Not exactly, Mom. In fact, the last thing I felt like doing was putting on protective long pants and boots – with the outside temperature pushing the mid-90s – and trudging through an overgrown field, all to what? Put myself at risk of being stung a thousand times over?
But I did, of course.
My mother, you see, is currently knee-deep in a book about bees. She’s drawing on several of their characteristics – the waggle dance, in particular – to talk about the topic of unity and how women relate to each other. I, however, am up to my waist in the mire that is financial aid, having to fill out scary-sounding things like Master Promissory Notes and Entrance Counseling. Committing oneself to repaying a large sum of money is not for the faint of heart, I’m learning.
And so when a friend of my mother’s called this afternoon, saying that her husband, who has recently taken up beekeeping, would be visiting his new hive, Mom jumped at the chance to tag along – “This is an adventure!” she said excitedly on our way there. We pull up a gravel drive, three miles from our house, and deep, green cornfields grow on either side. I get out of the car and stare down the lane, only a telephone line to muss up the ruralness of it all. Three miles yet a world apart from the development of suburbia that surrounds the farm. I’m feeling better already.
As he pulls a long-sleeved t-shirt over his head and dons a hat and veil, Greg talks of how he built the hive, purchasing a box of 5,000 bees to get his colony going. When it came to placing them in the hive, he said it felt like pouring thick molasses. “You literally just dump them in, but they’d all clung together. They get scared in an unsure environment.”
“Billy told me there’s not a beekeeper who hasn’t seen that sight at least once. He said not to let it keep me up at night.” With each new wooden frame he lowers into the top box, Greg’s actions speak of tenderness and his emotional investment in this undertaking.

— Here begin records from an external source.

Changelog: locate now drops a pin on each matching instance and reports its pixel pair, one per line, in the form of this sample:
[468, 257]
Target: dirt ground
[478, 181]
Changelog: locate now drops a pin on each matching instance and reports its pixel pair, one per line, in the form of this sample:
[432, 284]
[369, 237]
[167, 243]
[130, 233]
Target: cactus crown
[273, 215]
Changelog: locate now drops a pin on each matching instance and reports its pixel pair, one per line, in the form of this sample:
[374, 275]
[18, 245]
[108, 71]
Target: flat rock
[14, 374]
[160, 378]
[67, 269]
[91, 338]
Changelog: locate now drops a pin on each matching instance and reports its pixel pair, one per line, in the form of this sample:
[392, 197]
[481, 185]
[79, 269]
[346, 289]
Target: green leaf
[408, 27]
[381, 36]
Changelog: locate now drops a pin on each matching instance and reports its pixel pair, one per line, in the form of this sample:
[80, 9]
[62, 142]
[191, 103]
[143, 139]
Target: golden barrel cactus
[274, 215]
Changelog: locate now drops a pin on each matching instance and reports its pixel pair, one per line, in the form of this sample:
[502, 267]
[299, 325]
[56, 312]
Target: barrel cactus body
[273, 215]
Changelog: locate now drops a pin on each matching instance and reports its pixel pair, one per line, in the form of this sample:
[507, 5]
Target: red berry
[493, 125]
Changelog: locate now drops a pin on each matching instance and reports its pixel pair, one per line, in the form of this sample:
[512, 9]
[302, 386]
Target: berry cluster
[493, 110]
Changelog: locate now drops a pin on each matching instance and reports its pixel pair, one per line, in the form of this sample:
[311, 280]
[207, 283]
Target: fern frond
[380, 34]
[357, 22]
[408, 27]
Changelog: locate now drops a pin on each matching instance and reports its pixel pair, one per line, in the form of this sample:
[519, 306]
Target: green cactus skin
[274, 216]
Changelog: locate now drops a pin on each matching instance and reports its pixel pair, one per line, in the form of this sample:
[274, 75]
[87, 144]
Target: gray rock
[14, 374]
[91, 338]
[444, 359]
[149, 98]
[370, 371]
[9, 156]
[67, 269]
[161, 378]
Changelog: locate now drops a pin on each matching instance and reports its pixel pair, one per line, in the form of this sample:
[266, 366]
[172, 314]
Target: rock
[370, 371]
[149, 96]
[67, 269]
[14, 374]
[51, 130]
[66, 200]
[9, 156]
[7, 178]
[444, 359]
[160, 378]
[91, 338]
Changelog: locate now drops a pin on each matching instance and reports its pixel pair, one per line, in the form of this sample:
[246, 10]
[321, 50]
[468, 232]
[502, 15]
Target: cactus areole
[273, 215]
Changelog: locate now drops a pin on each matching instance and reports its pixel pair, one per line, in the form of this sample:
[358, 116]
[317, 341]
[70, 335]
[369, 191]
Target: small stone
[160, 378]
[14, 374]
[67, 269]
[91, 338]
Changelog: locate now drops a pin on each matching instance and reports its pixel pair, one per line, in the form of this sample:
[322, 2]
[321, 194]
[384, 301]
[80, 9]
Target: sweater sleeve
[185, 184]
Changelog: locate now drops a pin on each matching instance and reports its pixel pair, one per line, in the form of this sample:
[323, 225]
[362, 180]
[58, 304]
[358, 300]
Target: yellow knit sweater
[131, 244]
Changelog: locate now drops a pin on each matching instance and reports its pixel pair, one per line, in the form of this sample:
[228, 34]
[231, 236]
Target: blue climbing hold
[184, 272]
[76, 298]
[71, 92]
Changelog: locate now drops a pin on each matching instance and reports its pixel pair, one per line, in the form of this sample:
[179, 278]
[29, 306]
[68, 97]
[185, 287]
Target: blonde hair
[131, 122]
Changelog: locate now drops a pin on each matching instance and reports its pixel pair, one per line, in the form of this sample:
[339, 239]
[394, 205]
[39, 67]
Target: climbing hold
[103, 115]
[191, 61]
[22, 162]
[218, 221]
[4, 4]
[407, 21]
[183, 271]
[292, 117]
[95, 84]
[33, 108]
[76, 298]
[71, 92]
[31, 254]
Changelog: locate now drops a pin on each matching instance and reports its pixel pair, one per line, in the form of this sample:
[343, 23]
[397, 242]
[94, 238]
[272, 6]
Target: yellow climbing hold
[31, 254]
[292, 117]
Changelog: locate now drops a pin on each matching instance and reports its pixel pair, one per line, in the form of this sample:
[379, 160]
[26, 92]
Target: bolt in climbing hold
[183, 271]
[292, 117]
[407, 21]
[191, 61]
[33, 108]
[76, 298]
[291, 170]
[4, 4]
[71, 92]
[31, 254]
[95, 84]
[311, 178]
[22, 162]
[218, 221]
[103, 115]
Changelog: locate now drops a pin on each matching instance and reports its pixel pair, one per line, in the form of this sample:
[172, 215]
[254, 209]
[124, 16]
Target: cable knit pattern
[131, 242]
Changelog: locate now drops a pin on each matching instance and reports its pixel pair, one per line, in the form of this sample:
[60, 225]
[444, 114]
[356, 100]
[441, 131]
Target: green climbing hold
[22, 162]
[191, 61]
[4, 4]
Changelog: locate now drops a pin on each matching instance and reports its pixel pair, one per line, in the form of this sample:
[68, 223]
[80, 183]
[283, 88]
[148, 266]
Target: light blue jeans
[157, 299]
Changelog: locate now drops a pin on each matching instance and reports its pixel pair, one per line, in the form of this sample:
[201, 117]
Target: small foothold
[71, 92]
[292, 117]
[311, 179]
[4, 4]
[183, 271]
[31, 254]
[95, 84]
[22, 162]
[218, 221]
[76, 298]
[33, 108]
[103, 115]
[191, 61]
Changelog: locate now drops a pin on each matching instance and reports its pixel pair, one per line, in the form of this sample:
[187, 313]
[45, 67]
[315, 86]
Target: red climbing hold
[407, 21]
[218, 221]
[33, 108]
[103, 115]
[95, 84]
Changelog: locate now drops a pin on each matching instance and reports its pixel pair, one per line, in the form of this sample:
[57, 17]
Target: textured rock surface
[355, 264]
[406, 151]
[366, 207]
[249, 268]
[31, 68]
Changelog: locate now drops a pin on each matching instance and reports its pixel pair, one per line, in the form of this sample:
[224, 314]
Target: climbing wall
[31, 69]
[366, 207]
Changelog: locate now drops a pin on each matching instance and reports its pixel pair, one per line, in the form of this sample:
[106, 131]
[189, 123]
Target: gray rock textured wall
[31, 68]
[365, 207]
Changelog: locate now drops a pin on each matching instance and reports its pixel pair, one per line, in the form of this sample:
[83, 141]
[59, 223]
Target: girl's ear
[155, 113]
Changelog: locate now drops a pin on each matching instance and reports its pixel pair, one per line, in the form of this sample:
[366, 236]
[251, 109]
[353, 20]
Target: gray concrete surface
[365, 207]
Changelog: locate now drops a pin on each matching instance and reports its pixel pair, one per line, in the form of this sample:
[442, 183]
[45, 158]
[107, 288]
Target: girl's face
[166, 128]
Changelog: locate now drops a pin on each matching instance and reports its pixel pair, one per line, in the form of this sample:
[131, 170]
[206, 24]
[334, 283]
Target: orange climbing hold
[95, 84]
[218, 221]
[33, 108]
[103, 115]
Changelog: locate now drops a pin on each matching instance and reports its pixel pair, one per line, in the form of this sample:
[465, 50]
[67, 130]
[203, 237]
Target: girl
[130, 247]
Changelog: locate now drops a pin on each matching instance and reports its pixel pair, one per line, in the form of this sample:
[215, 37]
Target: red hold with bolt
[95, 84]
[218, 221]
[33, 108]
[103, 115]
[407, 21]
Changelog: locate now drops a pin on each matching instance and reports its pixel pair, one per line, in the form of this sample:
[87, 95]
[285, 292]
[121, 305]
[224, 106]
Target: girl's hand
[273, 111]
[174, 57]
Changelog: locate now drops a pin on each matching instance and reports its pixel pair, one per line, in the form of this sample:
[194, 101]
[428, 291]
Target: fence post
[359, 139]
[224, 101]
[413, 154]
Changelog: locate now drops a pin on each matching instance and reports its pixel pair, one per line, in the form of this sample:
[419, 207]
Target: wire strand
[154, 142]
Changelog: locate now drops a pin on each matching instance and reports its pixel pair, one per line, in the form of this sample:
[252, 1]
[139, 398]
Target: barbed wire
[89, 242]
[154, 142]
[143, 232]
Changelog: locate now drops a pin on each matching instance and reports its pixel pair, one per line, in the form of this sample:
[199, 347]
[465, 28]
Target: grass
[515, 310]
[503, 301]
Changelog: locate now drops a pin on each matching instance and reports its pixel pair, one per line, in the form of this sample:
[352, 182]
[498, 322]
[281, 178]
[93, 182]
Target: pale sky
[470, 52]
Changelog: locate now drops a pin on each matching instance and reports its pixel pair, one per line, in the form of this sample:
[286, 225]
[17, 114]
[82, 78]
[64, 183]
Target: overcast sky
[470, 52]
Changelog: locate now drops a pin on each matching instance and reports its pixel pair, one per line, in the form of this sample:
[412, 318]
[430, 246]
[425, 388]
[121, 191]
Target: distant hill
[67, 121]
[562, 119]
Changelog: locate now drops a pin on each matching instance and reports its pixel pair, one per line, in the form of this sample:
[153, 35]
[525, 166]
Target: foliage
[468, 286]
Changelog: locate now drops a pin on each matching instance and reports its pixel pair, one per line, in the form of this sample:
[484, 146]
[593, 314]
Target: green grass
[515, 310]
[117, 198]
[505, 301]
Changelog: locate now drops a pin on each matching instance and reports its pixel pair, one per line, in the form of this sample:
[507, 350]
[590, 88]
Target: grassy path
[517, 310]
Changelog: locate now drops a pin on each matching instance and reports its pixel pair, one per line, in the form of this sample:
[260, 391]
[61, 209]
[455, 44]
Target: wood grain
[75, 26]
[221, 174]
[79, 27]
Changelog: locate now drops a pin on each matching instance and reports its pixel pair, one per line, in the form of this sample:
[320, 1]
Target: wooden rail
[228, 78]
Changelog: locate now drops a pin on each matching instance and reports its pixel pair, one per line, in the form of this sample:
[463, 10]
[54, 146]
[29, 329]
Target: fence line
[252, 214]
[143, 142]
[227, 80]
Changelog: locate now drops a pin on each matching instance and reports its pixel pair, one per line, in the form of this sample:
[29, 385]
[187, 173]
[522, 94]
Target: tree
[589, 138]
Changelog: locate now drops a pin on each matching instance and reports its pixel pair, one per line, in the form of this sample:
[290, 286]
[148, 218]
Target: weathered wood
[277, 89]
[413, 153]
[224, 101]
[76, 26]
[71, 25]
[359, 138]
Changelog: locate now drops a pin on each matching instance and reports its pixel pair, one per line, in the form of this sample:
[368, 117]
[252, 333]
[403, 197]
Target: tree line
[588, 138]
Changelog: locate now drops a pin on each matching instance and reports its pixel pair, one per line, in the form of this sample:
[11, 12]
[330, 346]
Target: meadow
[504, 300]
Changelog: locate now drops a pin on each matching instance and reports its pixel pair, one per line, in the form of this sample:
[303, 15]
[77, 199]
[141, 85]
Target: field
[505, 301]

And understandably so. It was remarkable to see, really. I was given a chance to wear the veil and sneak up close. On the underside of the hive’s lid, little pieces of honeycomb had begun to form, their six-sided cells visible even among the swarms of bees moving as one. I can do nothing but stare, marvelling as always at the sight of something that has come from nothing. It’s the same beauty found in icicles, in pearls, in stalactites and stalagmites. It’s the aggregate of the process, the way each small step builds on the last.
I watch with interest, thinking that just like those bees, I’ll be taken care of, too.